The unknown side of Sol LeWitt
“Obviously a drawing of a person is not a real person, but a drawing of a line is a real line,” the American artist Sol LeWitt once said. It was true for his entire oeuvre, but an exhibition in Brussels now marks an unknown side. In addition to his wall drawings, the Jewish Museum of Belgium also discusses his Jewish heritage.
In 1928, Solomon LeWitt was born in Hartford, Connecticut, to Jewish immigrants from Russia. He would become famous as a pioneer of conceptual art and Minimal Art, the movement of artists who renounced all emotionality, the expressive gesture and figuration in their work in the 1960s. LeWitt is developing a geometry-based idio with seriality as the guiding idea.
In reality, he was an iconoclast who rejected any form of narrative figuration and symbolism. This does not necessarily come from the Jewish image, in which representation of the convention is prohibited from continuing, but it does involve a closing attitude. The Jewish Museum of Belgium displays the design drawings LeWitt made for the synagogue of the Congregation Beth Shalom Rodfe Zedek in Chester, Connecticut. It is the only building he ever built (1996-2001).
LeWitt defined seriality as all parts of a whole are the result of one basic idea, all separate parts are similar to each other. For example, he makes many things on the cube, such as a series of white panels of enamelled sheet steel, composed in contour, black isometric figures of the cube are screen-printed. The series was created for the university hospital in Liège, where it was made in 1987 as paneling in the hallway.
Useful architecture
Throughout his life, LeWitt was interested in the relationship between visual arts and architecture. In his ‘Paragraphs’ (1967) he wrote that they ‘are each other’s complete opposite. Architecture must be useful, otherwise it will fail altogether. When three-dimensional art becomes utilitarian, its function as art”. He sought the tension between these two opposites, just as he raised the tension between spatial illusion and the flat surface.
Also read: Where do LeWitt’s values remain?

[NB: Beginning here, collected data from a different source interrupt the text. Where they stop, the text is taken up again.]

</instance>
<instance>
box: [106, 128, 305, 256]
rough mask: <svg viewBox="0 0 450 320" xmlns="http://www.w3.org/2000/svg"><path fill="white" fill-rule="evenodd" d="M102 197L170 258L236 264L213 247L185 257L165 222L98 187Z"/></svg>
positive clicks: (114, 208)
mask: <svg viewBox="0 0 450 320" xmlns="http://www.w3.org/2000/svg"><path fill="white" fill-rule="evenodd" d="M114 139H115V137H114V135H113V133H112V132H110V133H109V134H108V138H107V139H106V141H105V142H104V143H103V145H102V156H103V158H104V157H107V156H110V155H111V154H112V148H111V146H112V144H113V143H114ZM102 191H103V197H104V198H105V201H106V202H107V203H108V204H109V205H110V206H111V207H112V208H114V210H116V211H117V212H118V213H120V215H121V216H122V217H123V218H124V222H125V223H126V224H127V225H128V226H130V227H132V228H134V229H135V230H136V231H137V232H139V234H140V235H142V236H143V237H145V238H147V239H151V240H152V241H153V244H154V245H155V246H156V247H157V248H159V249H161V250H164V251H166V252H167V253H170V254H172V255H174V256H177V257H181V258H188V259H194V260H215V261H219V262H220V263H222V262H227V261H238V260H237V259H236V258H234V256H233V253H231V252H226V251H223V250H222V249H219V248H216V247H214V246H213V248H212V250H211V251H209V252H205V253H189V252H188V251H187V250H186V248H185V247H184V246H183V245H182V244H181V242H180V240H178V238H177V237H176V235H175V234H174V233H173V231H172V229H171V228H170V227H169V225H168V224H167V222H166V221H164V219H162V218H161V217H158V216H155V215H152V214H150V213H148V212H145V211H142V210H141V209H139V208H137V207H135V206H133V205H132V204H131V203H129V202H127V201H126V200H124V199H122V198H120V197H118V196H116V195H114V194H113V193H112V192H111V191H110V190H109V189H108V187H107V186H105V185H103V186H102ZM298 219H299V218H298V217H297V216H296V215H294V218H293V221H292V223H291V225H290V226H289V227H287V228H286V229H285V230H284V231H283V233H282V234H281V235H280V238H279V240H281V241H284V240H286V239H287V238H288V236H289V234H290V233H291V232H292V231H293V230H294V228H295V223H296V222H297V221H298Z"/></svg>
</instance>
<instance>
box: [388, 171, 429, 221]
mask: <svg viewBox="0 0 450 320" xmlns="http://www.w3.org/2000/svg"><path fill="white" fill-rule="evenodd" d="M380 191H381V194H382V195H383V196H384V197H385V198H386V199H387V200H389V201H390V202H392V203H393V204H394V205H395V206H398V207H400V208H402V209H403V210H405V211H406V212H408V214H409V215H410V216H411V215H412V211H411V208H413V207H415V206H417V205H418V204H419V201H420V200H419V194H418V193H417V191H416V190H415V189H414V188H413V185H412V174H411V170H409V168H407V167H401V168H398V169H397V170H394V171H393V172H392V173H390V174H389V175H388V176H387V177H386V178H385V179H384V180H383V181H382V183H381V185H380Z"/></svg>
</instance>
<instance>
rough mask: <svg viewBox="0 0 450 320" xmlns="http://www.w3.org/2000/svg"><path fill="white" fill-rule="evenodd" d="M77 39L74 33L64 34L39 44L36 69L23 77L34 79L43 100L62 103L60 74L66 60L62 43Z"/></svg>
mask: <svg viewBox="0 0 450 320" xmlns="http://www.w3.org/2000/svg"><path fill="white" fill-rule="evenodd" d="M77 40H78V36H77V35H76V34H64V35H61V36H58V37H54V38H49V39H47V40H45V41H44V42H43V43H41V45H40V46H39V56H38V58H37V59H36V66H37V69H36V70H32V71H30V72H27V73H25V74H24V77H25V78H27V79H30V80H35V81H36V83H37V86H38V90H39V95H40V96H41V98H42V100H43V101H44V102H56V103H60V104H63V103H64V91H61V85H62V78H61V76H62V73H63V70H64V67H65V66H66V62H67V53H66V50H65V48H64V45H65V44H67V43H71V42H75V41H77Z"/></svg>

The latter especially in the wall drawings, of which he designed approximately 1,350.Wall drawing #138 (1972) shows a gossamer web of thin pencil lines, made with the aid of a huge compass. It was performed in Brussels by students from various art academies. Grids, circles and arcs are drawn from the midpoints of the four sides of the plane, overlapping each other and creating visual patterns. This complex opens on the wall a transparent universe drawing of harmony and order.

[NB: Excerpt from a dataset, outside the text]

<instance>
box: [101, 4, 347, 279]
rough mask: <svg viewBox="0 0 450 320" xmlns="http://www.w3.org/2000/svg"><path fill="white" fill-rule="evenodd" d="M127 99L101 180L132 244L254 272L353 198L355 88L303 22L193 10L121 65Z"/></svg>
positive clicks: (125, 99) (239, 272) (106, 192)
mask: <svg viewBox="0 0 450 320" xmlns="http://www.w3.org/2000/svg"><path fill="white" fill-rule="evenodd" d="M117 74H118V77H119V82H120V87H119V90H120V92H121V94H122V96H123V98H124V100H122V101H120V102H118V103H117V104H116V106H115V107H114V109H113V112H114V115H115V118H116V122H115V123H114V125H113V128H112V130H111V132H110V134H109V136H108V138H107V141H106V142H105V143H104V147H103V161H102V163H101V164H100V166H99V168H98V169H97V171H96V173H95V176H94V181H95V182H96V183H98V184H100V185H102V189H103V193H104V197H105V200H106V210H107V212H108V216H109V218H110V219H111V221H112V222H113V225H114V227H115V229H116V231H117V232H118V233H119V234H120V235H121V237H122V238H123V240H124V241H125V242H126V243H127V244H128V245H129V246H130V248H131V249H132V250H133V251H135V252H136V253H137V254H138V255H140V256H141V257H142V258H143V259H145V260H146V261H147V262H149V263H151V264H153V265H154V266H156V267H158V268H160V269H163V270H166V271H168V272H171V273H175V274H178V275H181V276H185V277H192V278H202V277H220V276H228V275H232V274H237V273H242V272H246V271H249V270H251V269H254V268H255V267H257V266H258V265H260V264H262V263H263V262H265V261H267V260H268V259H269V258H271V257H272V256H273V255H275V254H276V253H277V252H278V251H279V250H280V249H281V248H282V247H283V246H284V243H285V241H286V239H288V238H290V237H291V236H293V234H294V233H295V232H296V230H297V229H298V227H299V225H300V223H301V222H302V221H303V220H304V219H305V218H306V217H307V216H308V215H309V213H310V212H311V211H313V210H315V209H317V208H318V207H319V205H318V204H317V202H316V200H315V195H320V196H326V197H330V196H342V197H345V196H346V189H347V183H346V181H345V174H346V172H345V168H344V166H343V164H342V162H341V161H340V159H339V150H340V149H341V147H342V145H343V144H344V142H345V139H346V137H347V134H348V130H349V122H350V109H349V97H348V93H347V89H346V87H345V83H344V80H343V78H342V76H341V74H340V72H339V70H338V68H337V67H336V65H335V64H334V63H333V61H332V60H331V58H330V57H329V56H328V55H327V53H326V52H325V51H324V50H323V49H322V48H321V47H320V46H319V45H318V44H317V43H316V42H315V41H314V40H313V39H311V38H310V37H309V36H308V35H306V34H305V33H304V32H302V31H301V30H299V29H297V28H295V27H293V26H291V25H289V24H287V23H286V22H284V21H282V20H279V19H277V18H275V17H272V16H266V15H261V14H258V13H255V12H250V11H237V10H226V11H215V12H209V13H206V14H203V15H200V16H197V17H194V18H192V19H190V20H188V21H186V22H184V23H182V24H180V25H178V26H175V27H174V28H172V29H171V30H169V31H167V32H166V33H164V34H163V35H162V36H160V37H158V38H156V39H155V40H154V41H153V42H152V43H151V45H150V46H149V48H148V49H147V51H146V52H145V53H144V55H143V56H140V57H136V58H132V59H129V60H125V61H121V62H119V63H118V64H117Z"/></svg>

LeWitt designed Chester’s synagogues as a simple structure with an octagonal dome chosen over traditional Polish synagogues, all of which were destroyed by the Nazis in World War II. It is a pity that the documentation on the synagogue in Chester is rather sparse. In the interior of the synagogue, LeWitt painted a mural of an exuberant, colorful, six-pointed star. The painting can slide into two parts to divide the Torah. Even though the star can be seen as one of the many geometric shapes from LeWitt’s visual vocabulary, it seems that there is a certain symbolism involved.
The star is common in his later work. On a wall in Brussels, a deep black, six-pointed star is surrounded by luminous bands of color spreading across the image plane (Wall drawing #780, 1995). Gradually, LeWitt’s (wall) drawings became freer and more focused, with loops and organic lines; but always based on the principles of seriality and geometry.